One of the most common questions in the consultation room: "Doctor, I thought this was a pimple and tried to squeeze it for months — it just won't go away. What is it?"
Epidermal cysts, pimples, and comedones (blackheads and whiteheads) can look remarkably similar, especially in early stages. All three are small bumps on the skin that may occasionally appear red.

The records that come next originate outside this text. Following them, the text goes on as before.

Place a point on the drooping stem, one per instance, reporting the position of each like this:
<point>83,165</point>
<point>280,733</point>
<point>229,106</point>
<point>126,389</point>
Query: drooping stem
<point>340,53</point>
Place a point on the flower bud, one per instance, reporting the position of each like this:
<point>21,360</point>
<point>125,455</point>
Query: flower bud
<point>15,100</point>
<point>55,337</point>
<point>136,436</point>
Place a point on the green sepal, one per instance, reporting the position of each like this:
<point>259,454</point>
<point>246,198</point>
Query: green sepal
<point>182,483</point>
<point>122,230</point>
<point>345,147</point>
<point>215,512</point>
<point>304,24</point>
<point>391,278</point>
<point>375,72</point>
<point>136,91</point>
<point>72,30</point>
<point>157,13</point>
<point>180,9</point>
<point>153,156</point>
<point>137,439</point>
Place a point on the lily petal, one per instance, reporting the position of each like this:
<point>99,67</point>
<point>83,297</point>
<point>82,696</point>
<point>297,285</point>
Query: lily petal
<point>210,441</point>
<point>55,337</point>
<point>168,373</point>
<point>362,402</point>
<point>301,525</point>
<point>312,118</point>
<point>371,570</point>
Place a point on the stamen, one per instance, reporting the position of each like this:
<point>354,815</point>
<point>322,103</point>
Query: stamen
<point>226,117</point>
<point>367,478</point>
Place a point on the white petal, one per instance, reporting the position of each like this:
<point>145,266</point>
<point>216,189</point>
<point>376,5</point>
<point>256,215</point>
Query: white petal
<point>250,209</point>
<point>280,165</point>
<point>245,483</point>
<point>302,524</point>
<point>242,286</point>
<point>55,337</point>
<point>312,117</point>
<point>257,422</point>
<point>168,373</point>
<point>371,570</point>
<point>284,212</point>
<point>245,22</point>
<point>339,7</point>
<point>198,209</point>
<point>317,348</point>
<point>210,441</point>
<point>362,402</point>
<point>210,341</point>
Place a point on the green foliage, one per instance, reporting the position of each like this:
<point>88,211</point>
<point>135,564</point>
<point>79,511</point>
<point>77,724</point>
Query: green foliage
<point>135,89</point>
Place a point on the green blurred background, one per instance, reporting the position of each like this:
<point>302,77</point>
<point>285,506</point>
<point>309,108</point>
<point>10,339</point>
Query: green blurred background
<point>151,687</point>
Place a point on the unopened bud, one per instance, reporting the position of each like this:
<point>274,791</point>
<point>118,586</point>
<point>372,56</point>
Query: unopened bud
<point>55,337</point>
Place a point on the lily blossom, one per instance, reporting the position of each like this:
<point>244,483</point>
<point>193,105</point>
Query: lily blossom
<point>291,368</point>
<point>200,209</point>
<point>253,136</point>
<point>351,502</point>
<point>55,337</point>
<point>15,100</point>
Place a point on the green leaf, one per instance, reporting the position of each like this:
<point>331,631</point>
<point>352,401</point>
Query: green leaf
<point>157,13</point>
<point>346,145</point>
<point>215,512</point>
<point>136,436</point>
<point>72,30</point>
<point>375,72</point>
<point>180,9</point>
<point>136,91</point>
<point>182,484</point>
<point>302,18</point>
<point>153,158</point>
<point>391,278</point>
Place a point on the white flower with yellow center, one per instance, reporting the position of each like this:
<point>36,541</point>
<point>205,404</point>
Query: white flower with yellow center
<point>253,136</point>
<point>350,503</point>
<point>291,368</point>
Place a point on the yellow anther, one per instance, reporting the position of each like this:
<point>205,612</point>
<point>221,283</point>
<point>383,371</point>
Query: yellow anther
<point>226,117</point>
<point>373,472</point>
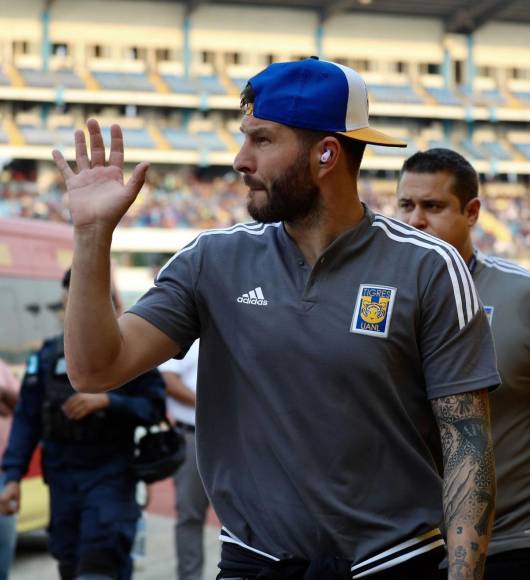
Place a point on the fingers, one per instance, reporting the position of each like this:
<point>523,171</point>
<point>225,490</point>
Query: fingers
<point>61,164</point>
<point>97,147</point>
<point>81,155</point>
<point>137,179</point>
<point>116,146</point>
<point>5,411</point>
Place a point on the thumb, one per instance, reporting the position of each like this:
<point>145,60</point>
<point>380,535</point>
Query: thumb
<point>137,179</point>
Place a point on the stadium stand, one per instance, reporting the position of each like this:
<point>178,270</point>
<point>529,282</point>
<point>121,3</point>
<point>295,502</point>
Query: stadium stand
<point>171,78</point>
<point>58,78</point>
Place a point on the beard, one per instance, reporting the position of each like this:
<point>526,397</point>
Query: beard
<point>292,197</point>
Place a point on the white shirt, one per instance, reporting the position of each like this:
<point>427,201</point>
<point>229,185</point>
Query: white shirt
<point>186,368</point>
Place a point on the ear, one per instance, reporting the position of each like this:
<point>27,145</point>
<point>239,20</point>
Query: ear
<point>472,211</point>
<point>327,154</point>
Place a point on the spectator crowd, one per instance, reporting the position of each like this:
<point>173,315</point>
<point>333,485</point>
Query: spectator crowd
<point>185,199</point>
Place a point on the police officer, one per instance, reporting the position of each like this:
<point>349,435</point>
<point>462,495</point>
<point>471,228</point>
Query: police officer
<point>88,443</point>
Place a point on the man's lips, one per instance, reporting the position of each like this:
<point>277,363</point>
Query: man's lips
<point>253,185</point>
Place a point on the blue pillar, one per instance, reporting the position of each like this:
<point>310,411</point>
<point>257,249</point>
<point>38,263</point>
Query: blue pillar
<point>186,50</point>
<point>446,68</point>
<point>319,37</point>
<point>46,48</point>
<point>470,68</point>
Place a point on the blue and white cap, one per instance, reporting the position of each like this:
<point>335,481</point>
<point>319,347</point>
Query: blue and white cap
<point>319,95</point>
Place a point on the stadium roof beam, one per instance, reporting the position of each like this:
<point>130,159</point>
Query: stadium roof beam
<point>470,18</point>
<point>335,7</point>
<point>192,5</point>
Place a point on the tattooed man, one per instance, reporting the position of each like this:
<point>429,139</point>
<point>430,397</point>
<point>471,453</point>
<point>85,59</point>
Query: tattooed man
<point>437,194</point>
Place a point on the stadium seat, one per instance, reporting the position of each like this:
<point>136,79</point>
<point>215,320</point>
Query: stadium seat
<point>522,95</point>
<point>210,140</point>
<point>180,139</point>
<point>523,148</point>
<point>180,84</point>
<point>211,84</point>
<point>135,138</point>
<point>495,150</point>
<point>116,81</point>
<point>39,78</point>
<point>4,80</point>
<point>472,149</point>
<point>394,94</point>
<point>443,96</point>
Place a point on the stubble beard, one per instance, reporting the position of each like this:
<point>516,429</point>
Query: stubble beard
<point>293,197</point>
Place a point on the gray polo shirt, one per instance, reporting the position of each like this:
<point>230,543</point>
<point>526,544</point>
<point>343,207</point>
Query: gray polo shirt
<point>504,289</point>
<point>314,427</point>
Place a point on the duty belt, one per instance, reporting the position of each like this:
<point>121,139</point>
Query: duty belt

But their underlying biology, how they develop over time, and what to do about them are completely different.
Three bumps, three entirely different problems
Before comparing details, here is the core logic behind each condition:
- Comedone (blackhead/whitehead): A pore plugged with keratin and sebum — the pore opening is still present, and contents may partially clear on their own
- Pimple (acne papule/pustule): A bacterial infection inside a plugged hair follicle that triggers inflammation — it will typically resolve once the immune response subsides
- Epidermal cyst: Epidermal cells that have formed a sealed pouch beneath the skin — contents cannot drain outward, and the cyst will not disappear on its own
This fundamental difference explains why squeezing techniques work for one (sometimes) but are ineffective — and potentially harmful — for the other.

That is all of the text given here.